L’erreur serait d’isoler la Russie plutôt que de tirer parti de son influence, certaine en ce qui regarde la Chine, l’Europe et le Moyen-Orient. La Russie a, par exemple, joué un rôle important pour calmer le jeu entre l’Iran et les États-Unis et éloigner la menace militaire américaine. À cause des minorités musulmanes importantes vivant au sein de la fédération russe et sur tout son pourtour, la Russie a souvent cherché à ne pas s’aliéner le monde arabo-musulman. Le cas tragique de la Tchétchénie ou de l’Afghanistan, évidemment, est tout autre.
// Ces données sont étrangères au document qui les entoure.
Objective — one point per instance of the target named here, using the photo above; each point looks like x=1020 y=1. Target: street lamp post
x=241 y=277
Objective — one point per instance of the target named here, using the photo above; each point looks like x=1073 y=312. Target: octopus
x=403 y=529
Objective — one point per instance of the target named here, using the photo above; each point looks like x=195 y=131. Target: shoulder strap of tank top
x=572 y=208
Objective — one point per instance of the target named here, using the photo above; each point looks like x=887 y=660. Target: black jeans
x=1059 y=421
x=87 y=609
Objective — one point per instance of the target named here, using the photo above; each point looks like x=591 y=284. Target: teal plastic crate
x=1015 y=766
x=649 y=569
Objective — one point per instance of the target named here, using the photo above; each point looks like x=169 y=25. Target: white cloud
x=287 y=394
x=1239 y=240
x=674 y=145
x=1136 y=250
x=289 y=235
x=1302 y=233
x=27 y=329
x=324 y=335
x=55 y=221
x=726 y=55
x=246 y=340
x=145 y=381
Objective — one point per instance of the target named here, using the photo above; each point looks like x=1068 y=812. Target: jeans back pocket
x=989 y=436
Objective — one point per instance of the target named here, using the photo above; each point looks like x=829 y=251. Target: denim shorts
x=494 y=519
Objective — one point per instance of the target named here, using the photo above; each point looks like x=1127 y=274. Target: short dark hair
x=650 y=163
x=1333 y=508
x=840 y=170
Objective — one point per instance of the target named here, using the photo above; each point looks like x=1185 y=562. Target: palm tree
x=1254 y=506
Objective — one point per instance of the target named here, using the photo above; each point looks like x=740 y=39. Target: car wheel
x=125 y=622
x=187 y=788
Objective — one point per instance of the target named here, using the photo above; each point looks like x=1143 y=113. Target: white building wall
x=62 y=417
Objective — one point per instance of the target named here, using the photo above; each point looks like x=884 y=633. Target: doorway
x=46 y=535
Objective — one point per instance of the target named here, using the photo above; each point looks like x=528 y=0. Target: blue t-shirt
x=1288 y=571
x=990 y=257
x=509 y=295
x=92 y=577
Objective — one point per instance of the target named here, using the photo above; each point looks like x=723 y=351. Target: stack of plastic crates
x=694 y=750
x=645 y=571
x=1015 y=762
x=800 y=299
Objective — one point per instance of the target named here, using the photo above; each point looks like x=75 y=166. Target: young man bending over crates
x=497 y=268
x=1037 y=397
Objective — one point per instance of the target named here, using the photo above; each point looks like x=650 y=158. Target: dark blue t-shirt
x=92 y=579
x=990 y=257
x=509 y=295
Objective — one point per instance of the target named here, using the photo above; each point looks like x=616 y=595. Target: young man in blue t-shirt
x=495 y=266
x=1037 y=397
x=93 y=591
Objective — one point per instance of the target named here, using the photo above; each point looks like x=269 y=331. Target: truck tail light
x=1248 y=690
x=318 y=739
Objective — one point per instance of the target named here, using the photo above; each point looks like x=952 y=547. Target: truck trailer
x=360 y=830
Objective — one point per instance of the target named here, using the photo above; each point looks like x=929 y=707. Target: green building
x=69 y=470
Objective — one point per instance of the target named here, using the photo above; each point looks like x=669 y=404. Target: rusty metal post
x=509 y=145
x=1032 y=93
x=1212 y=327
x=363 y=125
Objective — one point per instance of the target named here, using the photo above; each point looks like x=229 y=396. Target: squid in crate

Signalons que les Tchétchènes, avec leur nouveau président pro-Poutine, Ramzan Kadyrov, auraient voté à 99,36 % en faveur du parti Russie Unie aux législatives et que le taux de participation a été de 99,5 %, selon le Courrier International (4 déc. 2007), des résultats dignes de l’époque soviétique!
Selon M. Lévesque, on est loin d’une domination mondiale par la Russie. Qu’elle mette un frein à certaines entreprises militaires américaines au Moyen-Orient en faisant contrepoids n’est pas nécessairement mauvais. C’est l’évolution de sa politique intérieure qu’il faudra surveiller et qui est plus inquiétante, conclut-il.
Pour reprendre les mots du rédacteur en chef du Time, Richard Stengel, Poutine est «un nouveau tsar de Russie et il est dangereux en ceci qu’il ne se préoccupe pas des libertés civiques; il est indifférent a la liberté d’expression; il a le souci de la stabilité. Mais la stabilité, c’est ce dont la Russie avait besoin, c’est pour cela que les Russes l’adorent.» (Le Devoir, Reuters, 20 déc. 2007).